I am a digital humanities scholar working in the field of technical communication focused on experience architecture. My research interests include social user experience, participatory culture, and digital rhetoric.
My work has been published in Technical Communication Quarterly, Kairos, the Journal of Business and Technical Communication, Technical Communication, Participations: The Journal of Audience and Reception Studies, SIGDOC, and others.
My first book, Social Media in Disaster Response, is the first in the Association of Teachers of Technical Writing series by Routledge. My second book is an edited collection on Rhetoric and Experience Architecture produced with my co-editor, Michael Salvo. I am the caretaker of and project leader for Sherlockian.net, a website dedicated to the Sherlock Holmes community.
My work has been funded by the National Endowment for the Humanities (NEH), the Institute of Museum and Library Services (IMLS), and my home institutions. These funded projects include Archive What I See Now, the Digital Dissertation Depository, Analyzing Ojibwe and Cherokee Manuscripts: Proof of Concept for a Digital Archive, and others.
My recent projects in WIDE include:
- Circulating Knowledge. This project expands on my earlier work in disaster communication, focusing on how technology interfaces and policies affect people’s experiences of knowledge production and distribution.
- Fan Experiences of Participatory Memory. This project is focused on understanding collective memory produced by a grassroots, participatory culture, specifically looking at how fans celebrate and mourn across physical and digital spaces. This project has resulted in a digital book project forthcoming from Enculturation’s Intermezzo. and my role as Caretaker of Sherlockian.net, a website dedicated to the Sherlock Holmes community.
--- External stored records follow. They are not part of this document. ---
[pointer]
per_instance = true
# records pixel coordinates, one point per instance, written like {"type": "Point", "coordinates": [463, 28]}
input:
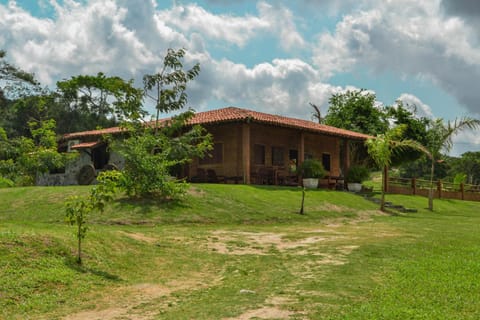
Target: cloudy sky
{"type": "Point", "coordinates": [271, 56]}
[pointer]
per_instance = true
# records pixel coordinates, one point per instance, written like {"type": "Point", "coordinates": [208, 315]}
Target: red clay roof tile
{"type": "Point", "coordinates": [234, 114]}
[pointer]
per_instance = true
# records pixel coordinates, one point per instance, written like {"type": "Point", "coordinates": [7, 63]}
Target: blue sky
{"type": "Point", "coordinates": [271, 56]}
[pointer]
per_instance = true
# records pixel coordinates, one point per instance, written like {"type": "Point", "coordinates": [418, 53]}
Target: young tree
{"type": "Point", "coordinates": [77, 209]}
{"type": "Point", "coordinates": [383, 147]}
{"type": "Point", "coordinates": [357, 111]}
{"type": "Point", "coordinates": [439, 137]}
{"type": "Point", "coordinates": [13, 79]}
{"type": "Point", "coordinates": [100, 100]}
{"type": "Point", "coordinates": [415, 129]}
{"type": "Point", "coordinates": [22, 158]}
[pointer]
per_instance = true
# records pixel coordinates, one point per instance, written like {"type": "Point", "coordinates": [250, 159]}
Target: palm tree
{"type": "Point", "coordinates": [440, 138]}
{"type": "Point", "coordinates": [382, 147]}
- Digital Archiving. This area of focus includes the NEH-sponsored Archive as I See It Now project and the IMLS-sponsored Analyzing Ojibwe and Cherokee Manuscripts work. For the former project, our team is building technologies that will allow digital humanities scholars to live archive events as they happen online. Example events include the Olympics, acts of terrorism, and product releases. For the latter project, we built prototypes for language learners and archivists.
- Disaster Communication. This project is largely retired, but we are still available to help with disaster communication and analysis. This book was the outcome of a 10 year study of how people communicate online during times of disaster.
- Organization structures of and oppositions to organizations led by and created for woman. Through projects conducted with the founders of Ladies that UX, 221B Con, and Women in Technical Communication, this project seeks to understand how organizations created by women and aimed largely at an audience of women is organized and managed.
- Digital Dissertations. Our project team has conducted preliminary research for creating a network of digital dissertation authors.